Sunday, July 8, 2012

The Family Bible, Part II

Earlier this year, we learned about the set of Bibles brought from the Netherlands by my maternal grandparents, Grandma and Grandpa VandenBergh. On the other side of the family, there are also two old Bibles in the family archives.

The American Bible Society, founded in 1816, has published Bibles since those early days, and two editions were purchased by a Van Slyke father and son. David D. Van Slyke (1813-1893), owned a copy of the 1851 edition. Here is the title page of the New Testament section, showing the publication date:

Cover page 1851 Bible
Note the old fashioned (and British) spelling of the word "Savior." David, who lived to be eighty years old, would have been 38 when he either purchased or was given this Bible. He lived in the town of Mindenville, in the central Mohawk Valley. I suppose that Bibles would have been shipped along the Erie Canal just as other goods were.

The cover itself is so blackened with age that it is impossible to determine the original color of the leather binding. Who knows how many hands held the book and smoothed its pages, perhaps in innumerable lengthy church services where a piano or organ thumped out the old tunes such as "Beautiful Savior" or "Amazing Grace"?


1851 Bible


It must have been the custom in those days for the owner of such a volume to sign his or her name not on the front page, but in the back of the book. At least, that is what David did, signing his name thus:




The daguerreotype below of David and his young son Jonas, was taken in the mid- to late 1840's, certainly before David acquired the Bible.

Jonas and David D. Van Slyke

It gives you an idea of what passed for high fashion in the mid-1840s in the Mohawk Valley. David appears to be wearing a striped waistcoat or vest, with pants with a checkered pattern, likely considered a fashion faux pas in our day and age. His cravat is fixed with a stickpin that seems almost three-dimensional. The tails of his frock coat fan out behind him, framing his hips. David's deep-set eyes gaze calmly at the camera, and thus directly at the viewer. I almost feel that I know him; the features are so clear in this image that dates from more than 150 years ago, that I would surely recognize David if I met him on the street tomorrow.

The young boy standing next to his father is his son Jonas, my great-great grandfather. He appears to be about five years old in this picture. But here he is at age 72, in 1912:

Jonas Van Slyke 1912

Jonas also had a Bible, published by the American Bible Society in 1872. Its leather cover is similar to that of his father's book, and similarly darkened with age:

1872 Bible

The cover page is similar as well:

Cover page 1872 Bible

And like father, like son, Jonas signed his Bible on the back page as well:


Some pages are missing from this volume, where following a long-standing custom, family members had written birth, marriage and death dates of several generations. The pages were later removed for safe-keeping. I'm sure they will turn up in a later search of the family archives.
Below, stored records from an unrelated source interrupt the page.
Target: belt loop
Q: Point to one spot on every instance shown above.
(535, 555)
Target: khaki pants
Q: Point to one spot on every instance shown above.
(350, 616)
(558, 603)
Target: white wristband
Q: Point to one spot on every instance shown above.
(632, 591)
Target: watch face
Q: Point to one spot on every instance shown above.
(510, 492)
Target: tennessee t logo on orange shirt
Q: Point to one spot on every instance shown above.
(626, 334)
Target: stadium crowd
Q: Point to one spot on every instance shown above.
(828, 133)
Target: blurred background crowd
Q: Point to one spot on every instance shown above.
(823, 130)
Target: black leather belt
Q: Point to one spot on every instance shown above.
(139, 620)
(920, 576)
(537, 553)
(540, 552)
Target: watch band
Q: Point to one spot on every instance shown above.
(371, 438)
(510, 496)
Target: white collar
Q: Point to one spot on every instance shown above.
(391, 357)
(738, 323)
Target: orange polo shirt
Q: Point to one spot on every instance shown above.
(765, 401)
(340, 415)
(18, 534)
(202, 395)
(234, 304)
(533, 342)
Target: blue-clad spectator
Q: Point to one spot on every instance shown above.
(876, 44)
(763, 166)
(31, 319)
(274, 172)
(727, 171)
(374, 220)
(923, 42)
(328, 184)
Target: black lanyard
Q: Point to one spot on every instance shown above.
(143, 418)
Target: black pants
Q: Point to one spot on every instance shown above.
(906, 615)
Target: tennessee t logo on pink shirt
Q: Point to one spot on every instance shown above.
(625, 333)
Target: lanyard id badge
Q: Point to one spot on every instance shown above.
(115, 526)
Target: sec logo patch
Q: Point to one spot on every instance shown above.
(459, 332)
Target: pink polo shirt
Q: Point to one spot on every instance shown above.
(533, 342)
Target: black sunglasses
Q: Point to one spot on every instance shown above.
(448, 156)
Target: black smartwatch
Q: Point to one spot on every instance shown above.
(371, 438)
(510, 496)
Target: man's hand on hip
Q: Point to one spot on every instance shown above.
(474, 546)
In the meantime, searching digitized census records through Heritage Quest, I found the 1880 census at Mindenville, where Jonas is listed as the head of a multi-generational household of eight persons: Jonas himself is listed as a 39-year-old lock-tender; his wife Margaret, housekeeper, same as age her husband; their four children, Kittie (age 13, misspelled as "Caty" by the census taker), Minnie (age 9), Mary (age 6), Georgie (age 2); Jonas's father, David D. (age 67; laborer); and mother Sally (age 70, housekeeper). It must have been a lively household!